Faust crossed his legs with casual poise. “Affirmative. Else why the perfect timing? Morning: undercover spots your sky-high charm value at the interview. Afternoon: Old Madman locks onto you, baits you to Dreamcatcher Town for the chop?”
“All Dagon Cult. They round up pretty boys and girls for the Deep Ones—their leader included—even their god—to breed.”
“You gutted Dreamcatcher Town. This J wizard never got the SOS from his crew—most wound up as your lunch, naturally. Point is, he assumes they’re golden, still hunting marks.”
“Our assets pinned it: barring curveballs, he’ll hit a slum girl this afternoon…”
Faust’s face hardened. He paused, gaze lifting to Ode, who leaned against the desk. “You want first crack at payback?”

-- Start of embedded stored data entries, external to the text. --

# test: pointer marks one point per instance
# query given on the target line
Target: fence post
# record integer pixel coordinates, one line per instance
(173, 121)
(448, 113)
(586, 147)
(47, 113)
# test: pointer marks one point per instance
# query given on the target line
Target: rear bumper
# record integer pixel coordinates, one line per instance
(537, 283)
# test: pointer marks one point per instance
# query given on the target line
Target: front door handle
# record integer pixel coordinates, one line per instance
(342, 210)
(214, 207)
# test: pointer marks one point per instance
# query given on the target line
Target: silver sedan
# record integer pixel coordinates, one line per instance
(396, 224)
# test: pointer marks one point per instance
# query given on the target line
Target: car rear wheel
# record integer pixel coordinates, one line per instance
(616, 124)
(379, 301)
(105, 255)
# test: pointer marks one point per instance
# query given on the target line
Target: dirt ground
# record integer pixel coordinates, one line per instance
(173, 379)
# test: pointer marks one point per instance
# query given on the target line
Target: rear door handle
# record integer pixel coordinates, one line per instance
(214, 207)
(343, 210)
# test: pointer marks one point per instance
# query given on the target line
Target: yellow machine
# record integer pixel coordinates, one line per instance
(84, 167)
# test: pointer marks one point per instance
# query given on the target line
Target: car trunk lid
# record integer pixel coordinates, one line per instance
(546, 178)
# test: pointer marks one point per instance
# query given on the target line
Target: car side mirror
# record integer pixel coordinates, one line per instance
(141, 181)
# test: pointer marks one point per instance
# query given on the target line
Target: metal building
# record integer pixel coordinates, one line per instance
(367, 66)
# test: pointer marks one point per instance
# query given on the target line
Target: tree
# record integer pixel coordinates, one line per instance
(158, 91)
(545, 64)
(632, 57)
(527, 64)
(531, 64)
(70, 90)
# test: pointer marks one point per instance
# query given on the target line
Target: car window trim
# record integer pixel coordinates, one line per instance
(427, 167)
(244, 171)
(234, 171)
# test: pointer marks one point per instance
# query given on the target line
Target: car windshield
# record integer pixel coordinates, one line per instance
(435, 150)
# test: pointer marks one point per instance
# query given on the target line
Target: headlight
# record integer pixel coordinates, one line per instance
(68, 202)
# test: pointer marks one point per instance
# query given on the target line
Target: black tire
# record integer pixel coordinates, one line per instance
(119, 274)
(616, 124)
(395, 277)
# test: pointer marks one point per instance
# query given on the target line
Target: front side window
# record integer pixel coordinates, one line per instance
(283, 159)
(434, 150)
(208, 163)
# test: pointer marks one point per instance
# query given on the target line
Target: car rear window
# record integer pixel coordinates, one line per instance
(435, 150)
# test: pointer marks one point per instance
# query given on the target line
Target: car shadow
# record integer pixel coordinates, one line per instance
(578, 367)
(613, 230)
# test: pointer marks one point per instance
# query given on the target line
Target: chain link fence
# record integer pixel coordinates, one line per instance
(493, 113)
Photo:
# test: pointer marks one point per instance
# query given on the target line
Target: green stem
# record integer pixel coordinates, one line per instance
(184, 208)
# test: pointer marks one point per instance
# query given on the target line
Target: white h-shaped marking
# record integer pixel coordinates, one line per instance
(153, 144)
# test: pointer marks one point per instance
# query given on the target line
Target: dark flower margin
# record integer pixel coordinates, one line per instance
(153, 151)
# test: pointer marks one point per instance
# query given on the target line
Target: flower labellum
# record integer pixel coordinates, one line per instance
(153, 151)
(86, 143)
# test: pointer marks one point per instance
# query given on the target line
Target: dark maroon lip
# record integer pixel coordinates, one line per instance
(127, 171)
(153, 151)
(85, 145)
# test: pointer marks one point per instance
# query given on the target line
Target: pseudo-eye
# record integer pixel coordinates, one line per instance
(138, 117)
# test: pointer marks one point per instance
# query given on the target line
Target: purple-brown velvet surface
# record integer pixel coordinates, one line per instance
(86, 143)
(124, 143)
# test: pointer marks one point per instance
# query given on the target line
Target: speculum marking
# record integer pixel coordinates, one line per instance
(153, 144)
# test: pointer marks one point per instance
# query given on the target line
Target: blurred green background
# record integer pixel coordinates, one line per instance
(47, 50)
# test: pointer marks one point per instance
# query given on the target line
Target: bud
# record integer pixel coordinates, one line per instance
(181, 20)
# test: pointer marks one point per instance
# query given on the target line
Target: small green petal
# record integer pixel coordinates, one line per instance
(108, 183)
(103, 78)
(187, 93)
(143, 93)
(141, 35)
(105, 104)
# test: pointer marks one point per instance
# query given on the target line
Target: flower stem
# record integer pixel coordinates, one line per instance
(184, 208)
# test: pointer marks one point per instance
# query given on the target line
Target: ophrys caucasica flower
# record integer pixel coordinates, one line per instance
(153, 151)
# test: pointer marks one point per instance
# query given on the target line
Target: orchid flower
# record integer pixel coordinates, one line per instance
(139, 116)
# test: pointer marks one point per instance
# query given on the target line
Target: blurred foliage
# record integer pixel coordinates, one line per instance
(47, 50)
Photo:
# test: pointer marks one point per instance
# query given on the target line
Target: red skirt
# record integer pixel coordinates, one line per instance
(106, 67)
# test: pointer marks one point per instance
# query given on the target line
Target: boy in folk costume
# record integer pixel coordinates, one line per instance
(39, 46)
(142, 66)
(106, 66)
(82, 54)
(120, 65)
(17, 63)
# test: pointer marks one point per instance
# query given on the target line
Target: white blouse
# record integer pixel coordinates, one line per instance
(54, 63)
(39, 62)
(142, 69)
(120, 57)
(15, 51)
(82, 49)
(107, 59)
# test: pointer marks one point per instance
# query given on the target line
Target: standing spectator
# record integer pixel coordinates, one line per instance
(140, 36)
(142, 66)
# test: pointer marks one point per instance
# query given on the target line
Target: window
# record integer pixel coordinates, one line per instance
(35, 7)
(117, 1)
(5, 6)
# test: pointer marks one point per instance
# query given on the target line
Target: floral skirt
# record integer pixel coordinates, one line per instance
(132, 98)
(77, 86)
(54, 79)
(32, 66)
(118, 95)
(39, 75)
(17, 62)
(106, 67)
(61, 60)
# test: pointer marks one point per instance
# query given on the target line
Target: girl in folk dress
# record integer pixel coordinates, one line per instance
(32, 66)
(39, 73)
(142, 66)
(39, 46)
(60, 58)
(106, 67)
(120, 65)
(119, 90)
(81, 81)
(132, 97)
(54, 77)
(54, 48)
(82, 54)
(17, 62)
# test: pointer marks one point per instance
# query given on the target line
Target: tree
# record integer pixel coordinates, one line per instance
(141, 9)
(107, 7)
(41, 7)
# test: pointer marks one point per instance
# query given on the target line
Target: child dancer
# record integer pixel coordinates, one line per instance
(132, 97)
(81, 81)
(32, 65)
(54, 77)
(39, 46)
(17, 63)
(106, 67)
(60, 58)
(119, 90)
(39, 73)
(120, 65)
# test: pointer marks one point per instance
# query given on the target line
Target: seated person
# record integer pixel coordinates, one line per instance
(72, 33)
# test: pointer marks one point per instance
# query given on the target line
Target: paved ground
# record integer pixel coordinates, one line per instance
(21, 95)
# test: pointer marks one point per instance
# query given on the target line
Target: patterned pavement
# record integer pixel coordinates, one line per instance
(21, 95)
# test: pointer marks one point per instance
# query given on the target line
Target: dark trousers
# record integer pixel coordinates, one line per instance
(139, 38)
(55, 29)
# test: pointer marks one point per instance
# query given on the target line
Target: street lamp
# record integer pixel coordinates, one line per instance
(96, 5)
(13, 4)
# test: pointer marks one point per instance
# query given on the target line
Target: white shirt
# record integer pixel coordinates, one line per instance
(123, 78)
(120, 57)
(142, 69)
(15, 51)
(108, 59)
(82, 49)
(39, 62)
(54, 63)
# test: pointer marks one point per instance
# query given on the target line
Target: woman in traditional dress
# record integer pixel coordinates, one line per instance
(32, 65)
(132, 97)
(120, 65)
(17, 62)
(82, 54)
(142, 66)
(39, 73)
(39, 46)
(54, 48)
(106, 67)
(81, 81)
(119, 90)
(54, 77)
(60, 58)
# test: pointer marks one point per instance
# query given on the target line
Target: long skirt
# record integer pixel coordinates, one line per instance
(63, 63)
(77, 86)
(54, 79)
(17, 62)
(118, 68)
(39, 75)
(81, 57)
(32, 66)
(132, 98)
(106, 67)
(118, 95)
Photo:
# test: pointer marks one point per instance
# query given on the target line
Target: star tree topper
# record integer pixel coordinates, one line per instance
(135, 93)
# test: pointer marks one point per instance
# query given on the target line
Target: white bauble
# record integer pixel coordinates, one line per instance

“Think you need to ask?” Ode had zero issue broadcasting his grudges. He speed-read the dossier, chucked it aside, then strode to the sofa. Bending down, he reached for the training pants draped over the armrest.
A cold, pale, bony hand intercepted him. Eva’s voice slithered from behind like a specter: “Skip those.”
“I’ve got new ‘essentials’ lined up for you.”
“…” Ode jolted at Eva’s vanishing act mastery. Wheeling around, he spotted a crisp classic British suit hanging from a makeshift rack on the office wall.
Along with the suit came a Beretta 92F Pistol, an FN MAG machine gun, and an AW Sniper Rifle.
“If you still remember what Lola said earlier,” Eva said, unhooking only the Beretta pistol and placing it into Ode’s palm, “then you should know that as long as you’re carrying this—”
“—it’s like carrying an entire arsenal,” Ode finished. His heartbeat gradually lightened, like a balloon filled with helium, pounding so fast it might explode. If not for his rationality holding him back, he would have dashed right back into the training ground to test it on anything handy.
But Eva shook her head. “It’s more than just an arsenal. Take a look outside.”
The blond Russian expert leaned against the windowsill, a hint of pride visible on her otherwise impassive face as she nodded toward the street below.
“…!” Ode hurried over to the window without a care for the wind catching his fly. He peered down and spotted a silver-gray sports car parked curbside, its razor-sharp lines and unapologetically flashy metallic paint gleaming coldly in the light.